Moim oczom ukazał się Borys Ryskala. Wysoki brunet z ciemnymi oczami.
-,,Właśnie przyszedłem sprawdzić czy śpisz Santiago. Za niedługo nagrywamy odcinek."-Powiedział.
-,,Nie bój nic Boryga panuje nad sytuacją. A co w ogóle dzisiaj nagrywamy?-Zapytalam
-,,Chyba jakiś odcinek na kanapie więc git. Nie trzeba dużo robić. Dzisiaj nagrywamy tylko jeden odcinek więc git. Później mamy wolne i myśleliśmy z teenziakami żeby sobie zrobić maraton spider-mana. Co ty na to ?"-Zapytal Borys.

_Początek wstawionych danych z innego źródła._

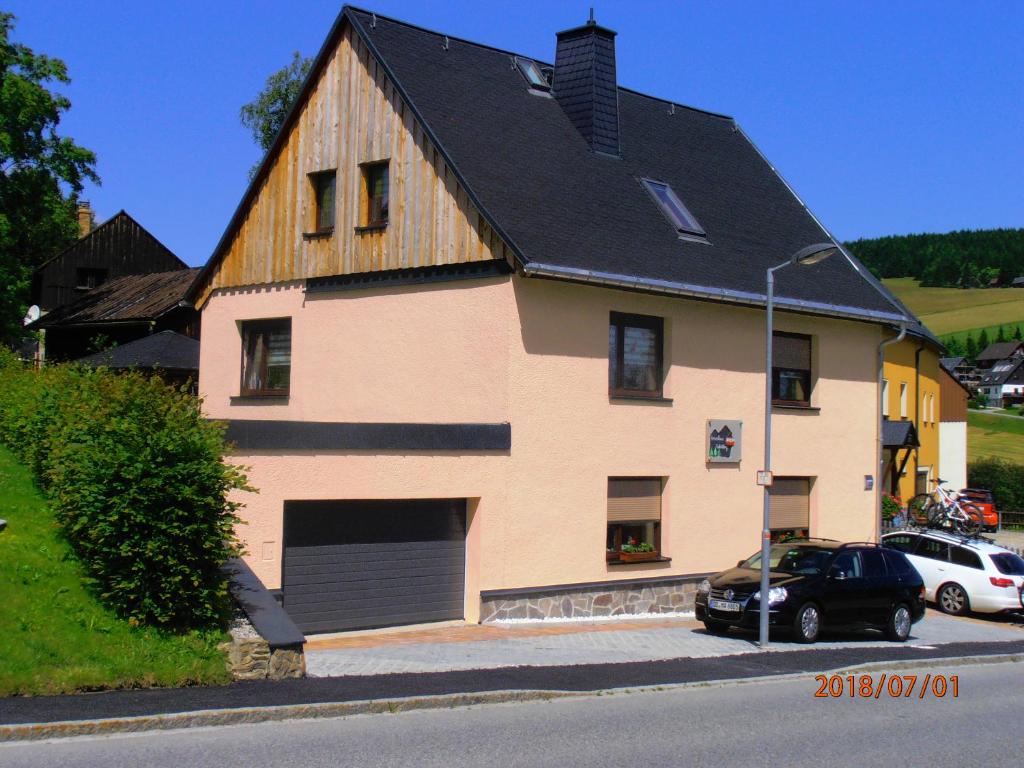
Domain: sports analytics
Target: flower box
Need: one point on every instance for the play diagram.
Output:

-,,Jasne jestem za. Uwielbiam Spidermana''-Powiedziałam.Borys uśmiechnął się i wyszedł z mojego pokoju. Ja zaczęłam szykować się już na nagrywki. Pomalowałam się, wyprostowałam włosy i ubrałam w ciuchy które niedawno kupiłam w galerii. Wyglądałam bardzo dobrze, więc usatysfakcjonowana zeszłam na dół.
-,,To co nagrywamy''?
-Jasne. Wszyscy gotowi?"-zapytała Eliza
-,,tak zaczynamy''Time skip
Po nagranym odcinku postanowiliśmy tak jak już Borys wspominał zrobić maraton filmowy. Usiedliśmy na kanapie i zaczęliśmy oglądać film. Każdy podjadał przekąski, które wcześniej przygotowaliśmy. Poczułam się bardzo senna. Powieki same zaczęły mi się zamykać. Byłam bardzo zmęczona, ponieważ tej nocy mało spałam. Oparłam się o czyjeś ramie i zasnęłam.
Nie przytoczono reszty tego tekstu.